Она вспыхнула. Протянула руки, шагнула ко мне... Но нет, отвернулась и пошла к своему столу. Потрогала листок бумаги, подняла с полу перо.
— Ты меня совсем не знаешь. И никогда не знала. Есть вещи...
Она глубоко вздохнула и не стала продолжать.
— Какие вещи?
Она не ответила. Я слезла с подоконника и пошла к ней.
— Какие вещи?
— Мой дядя... — Она поглядела на меня испуганно. — Дядины книги... Ты думала, я хорошая. Правда? А я не была хорошей. Я была...
Казалось, она борется с собой. Обошла стол и сняла с полки книгу. Сняла, постояла, прижав к груди, потом вместе с книгой вернулась ко мне. Открыла ее дрожащими руками.
— Вот. — Она перевернула страницу. — Или нет, вот здесь.
И взгляд ее застыл. А потом, тем же ровным, невыразительным голосом, который я слышала только что, начала читать.
— «Как восхитительно, — читала она, — сияла во тьме ее прекрасная шея и обнаженные молочно-белые плечи, словно точенные из слоновой кости, в миг, когда я бросил ее на диван. Как удивленно, в диком смятении, вздымались и колыхались подо мной ее снежные всхолмья...»
— Что? — переспросила я.
Она не ответила, даже не взглянула на меня, только снова перевернула страницу и стала читать дальше:
— «Я едва ли сознавал, что делаю: все пришло вдруг в движение — губы, языки, руки, ноги, бедра, плечи, все части тела сливались в едином сладостном порыве».
Теперь настала моя очередь краснеть.
— Что? — произнесла я шепотом.
Она еще пролистала несколько страниц и снова стала зачитывать:
— «Моя дерзкая рука вскоре нашла ее тайное сокровище, несмотря на робкие протесты, которые благодаря жарким поцелуям удалось утихомирить до еле слышного нежного, в то время как пальцы мои нащупывали ход в сокрытое лоно любви...»
Она остановилась. Слышно было, как гулко стучит ее сердце. Мое тоже затрепетало. Я спросила, все еще не до конца понимая:
— Это книги твоего дяди?
Она кивнула.
— И они что, все такие?
Она снова кивнула.
— Все-все? Ты точно знаешь?
— Абсолютно.
Я взяла у нее из рук книгу и посмотрела на буковки. По мне, книга как книга, ничего особенного. И я положила ее на стол, потом пошла к полкам и взяла другую. На вид такая же. Тогда я вытащила еще одну, в ней оказались картинки. Да, такое мало кому доводилось видеть. На одной были изображены две нагие девушки.
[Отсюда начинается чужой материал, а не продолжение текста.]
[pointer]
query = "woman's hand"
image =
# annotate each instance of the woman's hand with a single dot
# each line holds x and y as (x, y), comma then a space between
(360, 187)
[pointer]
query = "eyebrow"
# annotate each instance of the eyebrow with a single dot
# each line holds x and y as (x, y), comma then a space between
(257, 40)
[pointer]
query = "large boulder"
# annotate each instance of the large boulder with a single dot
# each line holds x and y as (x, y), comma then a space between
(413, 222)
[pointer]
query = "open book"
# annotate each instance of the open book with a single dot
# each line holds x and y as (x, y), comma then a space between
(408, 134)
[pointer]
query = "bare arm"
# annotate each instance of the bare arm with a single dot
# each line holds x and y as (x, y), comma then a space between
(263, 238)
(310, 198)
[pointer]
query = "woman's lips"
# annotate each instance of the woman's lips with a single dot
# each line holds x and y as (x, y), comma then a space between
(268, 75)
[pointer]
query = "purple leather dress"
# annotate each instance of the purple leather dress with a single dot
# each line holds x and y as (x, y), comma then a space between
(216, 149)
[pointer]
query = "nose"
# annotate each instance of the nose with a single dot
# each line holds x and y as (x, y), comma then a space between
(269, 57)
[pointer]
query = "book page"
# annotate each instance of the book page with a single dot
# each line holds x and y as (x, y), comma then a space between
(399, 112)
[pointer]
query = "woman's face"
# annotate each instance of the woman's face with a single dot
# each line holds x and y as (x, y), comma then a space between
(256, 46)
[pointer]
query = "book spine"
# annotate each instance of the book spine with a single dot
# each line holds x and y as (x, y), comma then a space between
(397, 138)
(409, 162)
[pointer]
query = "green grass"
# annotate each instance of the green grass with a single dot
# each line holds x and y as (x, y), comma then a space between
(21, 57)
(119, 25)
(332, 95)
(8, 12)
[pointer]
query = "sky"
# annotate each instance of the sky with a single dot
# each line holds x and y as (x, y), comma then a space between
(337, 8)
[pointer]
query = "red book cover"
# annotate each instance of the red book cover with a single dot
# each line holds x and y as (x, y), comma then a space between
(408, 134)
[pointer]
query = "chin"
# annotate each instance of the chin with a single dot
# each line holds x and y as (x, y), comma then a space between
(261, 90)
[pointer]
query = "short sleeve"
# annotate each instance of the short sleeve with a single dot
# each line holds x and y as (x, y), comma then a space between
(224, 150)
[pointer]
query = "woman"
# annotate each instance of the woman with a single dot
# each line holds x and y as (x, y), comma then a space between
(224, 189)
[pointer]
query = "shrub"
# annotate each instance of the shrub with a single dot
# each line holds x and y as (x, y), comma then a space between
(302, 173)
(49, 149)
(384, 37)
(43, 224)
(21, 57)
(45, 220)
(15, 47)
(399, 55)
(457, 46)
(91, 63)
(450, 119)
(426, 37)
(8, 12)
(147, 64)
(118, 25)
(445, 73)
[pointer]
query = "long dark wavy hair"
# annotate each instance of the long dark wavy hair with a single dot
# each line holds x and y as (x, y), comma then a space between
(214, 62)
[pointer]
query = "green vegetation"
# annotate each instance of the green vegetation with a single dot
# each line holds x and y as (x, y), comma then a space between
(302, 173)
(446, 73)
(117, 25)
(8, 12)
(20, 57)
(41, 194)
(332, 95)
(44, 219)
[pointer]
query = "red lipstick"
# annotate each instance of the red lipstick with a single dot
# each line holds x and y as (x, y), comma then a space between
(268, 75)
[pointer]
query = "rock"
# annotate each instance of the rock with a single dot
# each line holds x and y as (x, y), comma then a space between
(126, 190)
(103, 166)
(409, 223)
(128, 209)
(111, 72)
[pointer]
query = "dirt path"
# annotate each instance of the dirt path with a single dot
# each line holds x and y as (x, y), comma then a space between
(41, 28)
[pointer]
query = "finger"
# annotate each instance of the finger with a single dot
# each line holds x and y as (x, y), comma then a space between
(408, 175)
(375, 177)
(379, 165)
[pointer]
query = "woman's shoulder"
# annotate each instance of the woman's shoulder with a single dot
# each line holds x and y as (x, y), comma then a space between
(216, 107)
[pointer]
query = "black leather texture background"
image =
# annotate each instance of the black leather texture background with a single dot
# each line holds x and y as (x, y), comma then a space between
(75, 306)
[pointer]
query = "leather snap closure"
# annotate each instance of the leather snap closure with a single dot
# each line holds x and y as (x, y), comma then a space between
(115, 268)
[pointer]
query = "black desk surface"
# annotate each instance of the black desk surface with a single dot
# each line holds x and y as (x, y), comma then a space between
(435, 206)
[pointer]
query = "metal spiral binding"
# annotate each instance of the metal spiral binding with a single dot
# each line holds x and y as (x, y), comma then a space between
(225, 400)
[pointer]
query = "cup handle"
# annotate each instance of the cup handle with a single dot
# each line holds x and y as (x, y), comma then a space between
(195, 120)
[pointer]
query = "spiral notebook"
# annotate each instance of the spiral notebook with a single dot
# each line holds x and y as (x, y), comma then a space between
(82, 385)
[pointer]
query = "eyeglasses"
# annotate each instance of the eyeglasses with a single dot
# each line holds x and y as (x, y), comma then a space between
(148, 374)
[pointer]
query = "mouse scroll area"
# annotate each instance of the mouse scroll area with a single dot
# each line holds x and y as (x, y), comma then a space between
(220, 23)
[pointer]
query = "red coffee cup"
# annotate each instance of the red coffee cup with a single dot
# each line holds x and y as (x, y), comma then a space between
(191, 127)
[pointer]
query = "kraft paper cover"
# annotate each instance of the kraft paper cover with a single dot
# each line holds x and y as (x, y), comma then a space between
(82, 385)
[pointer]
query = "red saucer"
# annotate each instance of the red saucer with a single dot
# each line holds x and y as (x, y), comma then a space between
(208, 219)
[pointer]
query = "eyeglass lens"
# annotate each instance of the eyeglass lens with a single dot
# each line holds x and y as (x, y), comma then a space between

Я посмотрела на Мод, и сердце мое болезненно сжалось.
— Ты все знала, — сказала я. Это первое, о чем я тогда подумала. — Ты говорила, что ничего такого не знала, а сама...
— Я и не знала, — ответила она.
— Да знала ты все! Заставила меня целовать себя. Сделала так, что мне хотелось этого снова и снова! А сама все это время приходила сюда и...
Голос у меня сорвался. Я вспомнила те времена, когда стояла у двери библиотеки и слушала издалека ее голос. Я представила, как она читает джентльменам — и Джентльмену — вслух, а я в это время сижу и уплетаю пироги с миссис Стайлз и мистером Пеем. Я прижала руку к сердцу. Оно сжалось в комочек, и было обидно до слез.
— О, Мод! Если бы я знала! Подумать только, что ты... — Я заплакала. — Что ты и твой дядя... Ой! — Я поспешно прижала ладонь к губам. — Мой дядя! — Эта мысль была нелепей всего. — Ох...
И выпустила книгу из рук, как словно она меня обожгла.
Больше я ничего не могла сказать. Мод стояла не шевелясь, опираясь о край стола. Я вытерла слезы и пристальней посмотрела на ее пальцы в чернильных пятнах.